In the English-speaking world we use the Gregorian calendar, a 1582 modification (named after Pope Gregory XIII) of the "Julian" calendar established by Julius Caesar in ancient Rome. Although many other calendars have existed through history, and others are used in large parts of the world today, the Gregorian calendar, complete with months derived from their Latin names and with its peculiar "rump" month of February, is now the international standard.

China uses two calendars, one lunar and the other the Gregorian, often referred to as yin and yang calendars, respectively, or as the "agricultural calendar" and the "national calendar." There is also a traditional Chinese solar calendar, different from the Gregorian calendar, as we shall see.

With one exception, all traditional Chinese festivals are based on the lunar calendar. So traditionally were markets, court sessions, temple fairs, and all private agreements to meet to do business.

History

In general, a lunar calendar, wherein a month corresponds to the cycle of phases of the moon, makes sense in a society where there is little artificial lighting, and the presence or absence of a bright moon makes a big difference to nocturnal activity (including making it to the outhouse without mishap!).

On the other hand, a solar calendar, with the year anchored to the solstices and equinoxes, more realistically reflects our experience with seasons, and facilitates discussing longer-term historical phenomena (like how old people are, or when the mortgage will need to be paid off).

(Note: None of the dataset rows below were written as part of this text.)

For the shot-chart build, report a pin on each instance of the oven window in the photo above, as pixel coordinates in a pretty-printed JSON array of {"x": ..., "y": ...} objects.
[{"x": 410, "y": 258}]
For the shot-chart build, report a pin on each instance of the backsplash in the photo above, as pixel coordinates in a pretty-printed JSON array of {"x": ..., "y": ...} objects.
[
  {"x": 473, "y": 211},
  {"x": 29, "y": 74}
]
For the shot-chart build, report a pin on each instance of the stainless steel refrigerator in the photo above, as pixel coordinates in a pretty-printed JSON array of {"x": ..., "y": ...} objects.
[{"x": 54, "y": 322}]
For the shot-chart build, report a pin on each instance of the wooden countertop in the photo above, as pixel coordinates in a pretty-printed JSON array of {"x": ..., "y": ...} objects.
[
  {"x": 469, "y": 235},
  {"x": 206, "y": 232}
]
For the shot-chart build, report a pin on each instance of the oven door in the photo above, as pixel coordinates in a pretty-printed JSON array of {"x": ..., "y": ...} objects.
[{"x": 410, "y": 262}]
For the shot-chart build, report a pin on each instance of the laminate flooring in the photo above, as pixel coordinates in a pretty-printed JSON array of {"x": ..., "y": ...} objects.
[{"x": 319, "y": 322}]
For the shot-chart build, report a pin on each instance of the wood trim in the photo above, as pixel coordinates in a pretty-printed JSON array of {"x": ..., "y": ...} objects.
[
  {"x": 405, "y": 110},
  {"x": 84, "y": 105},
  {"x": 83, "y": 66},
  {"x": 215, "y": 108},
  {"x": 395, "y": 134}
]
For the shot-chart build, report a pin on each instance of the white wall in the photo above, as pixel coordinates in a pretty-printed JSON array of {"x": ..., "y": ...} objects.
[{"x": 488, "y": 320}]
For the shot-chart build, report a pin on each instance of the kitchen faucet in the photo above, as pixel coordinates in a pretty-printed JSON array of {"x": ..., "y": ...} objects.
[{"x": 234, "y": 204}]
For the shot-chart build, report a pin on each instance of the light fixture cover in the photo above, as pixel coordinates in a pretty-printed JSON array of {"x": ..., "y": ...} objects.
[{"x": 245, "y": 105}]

By the middle of the 2nd millennium BC, Chinese observers had concluded that the solar year was pretty nearly 365.25 days long. (The actual length is a hair shorter, which is why in the international Gregorian calendar, although we create a Leap Year by adding February 29 in years equally divisible by 4, we skip Leap Year in centennial years, unless they are equally divisible by 400.)

Each cycle of the moon is very close to 29.5 days long. To accommodate the half day, some Chinese months are 29 days long and some 30 days long. That part was easy. The hard part came (as in all calendars) in trying to make lunations fit the length of the solar year:

1 year = 365 days
12 lunar months = 29.5 x 12 = 354 days (11 days short per year)

In other words, there are (365.25 ÷ 29.5 = ) 12.3813559322… lunar months per year. That is not a very felicitous number if you want to make a calendar that fits the movement of both celestial bodies. (In our own calendar we ignore this problem and let the moon go through its phases without regard to the days of our artificial "months.")

Since each solar year is about a third of a lunar month longer than 12 lunar months, one could imagine reducing the error by adding an extra month each third year:

3 years = 365.25 x 3 days = 1,095.75 days
37 months = 29.5 x 37 = 1091.5 days
difference = 4.25 days in three years, 1.4167 days per year)



That is still a relatively large error. The problem was partially solved, probably by about the Spring & Autumn Period (770-476 BC) by using a cycle of 19 years, in seven of which intercalary months were inserted:

19 years = 365.25 days = 6,939.75 days (6,935 if one ignores the quarter days)
19 years x 12 months = 228 months, plus 7 intercalary months = 235 months
235 months x 29.5 days = 6,932.5 days

This still involved an error of 7.25 days in 19 years, or over a third of a day per year.